When I visited my father’s parents, I was glad

to be allowed to call on friends a few doors away.

When not home I headed off to the salt marsh.

There I found what a child would love.  Especially having

moved back east from a segregated part of St. Louis,

where Civil Rights and Dr. Martin Luther King were discussed

as “Handing the country over to the Communists,” and part of

some sort of evil machinations in religious undertones

I really didn’t understand.

 

The few things I liked then were my first grade teacher

Mrs. Wandling, who was glad I could read.

Playing stick-ball in the street.

Two friendships that remain to this day.

And Mike Shannon, the St. Louis Cardinal shortstop,

who when he visited his mother just up the street

sometimes handed out tickets to we eager kids.

Though I was never well positioned to snatch one.

When finished he’d look up at those in back as if to say

and may have: “The lesson to learn is be quick.

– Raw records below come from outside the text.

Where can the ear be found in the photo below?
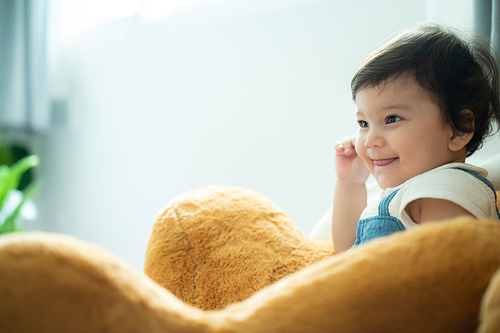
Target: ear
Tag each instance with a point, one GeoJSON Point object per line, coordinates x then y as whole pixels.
{"type": "Point", "coordinates": [458, 139]}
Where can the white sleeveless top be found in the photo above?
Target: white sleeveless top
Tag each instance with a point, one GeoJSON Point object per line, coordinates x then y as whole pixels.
{"type": "Point", "coordinates": [444, 182]}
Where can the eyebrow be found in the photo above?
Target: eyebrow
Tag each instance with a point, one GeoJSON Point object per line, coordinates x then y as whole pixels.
{"type": "Point", "coordinates": [403, 107]}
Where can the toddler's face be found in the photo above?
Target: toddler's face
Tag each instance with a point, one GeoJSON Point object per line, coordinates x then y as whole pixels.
{"type": "Point", "coordinates": [402, 133]}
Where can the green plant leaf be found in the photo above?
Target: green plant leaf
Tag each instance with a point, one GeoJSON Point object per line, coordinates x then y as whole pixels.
{"type": "Point", "coordinates": [30, 191]}
{"type": "Point", "coordinates": [10, 177]}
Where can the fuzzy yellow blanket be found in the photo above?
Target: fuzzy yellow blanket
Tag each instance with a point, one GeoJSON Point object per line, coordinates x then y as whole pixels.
{"type": "Point", "coordinates": [232, 250]}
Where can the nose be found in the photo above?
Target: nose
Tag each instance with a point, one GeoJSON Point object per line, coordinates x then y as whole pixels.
{"type": "Point", "coordinates": [374, 138]}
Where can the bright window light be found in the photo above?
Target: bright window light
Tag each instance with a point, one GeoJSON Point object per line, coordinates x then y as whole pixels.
{"type": "Point", "coordinates": [154, 10]}
{"type": "Point", "coordinates": [79, 15]}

A lesson in the making that took decades, certainly.

I clearly recall how cramped houses were, even for celebrities,

making them like me and my parents.

 

Besides visiting grandparents who doted on me,

the salt marsh held special appreciation.

Openness at the confluence of three worlds

where thoughts float upwards—

signatures without pretense.

Gulls white as angels though scavengers really.

The decay and rebirth.

The glinting sea and the sun’s pure light.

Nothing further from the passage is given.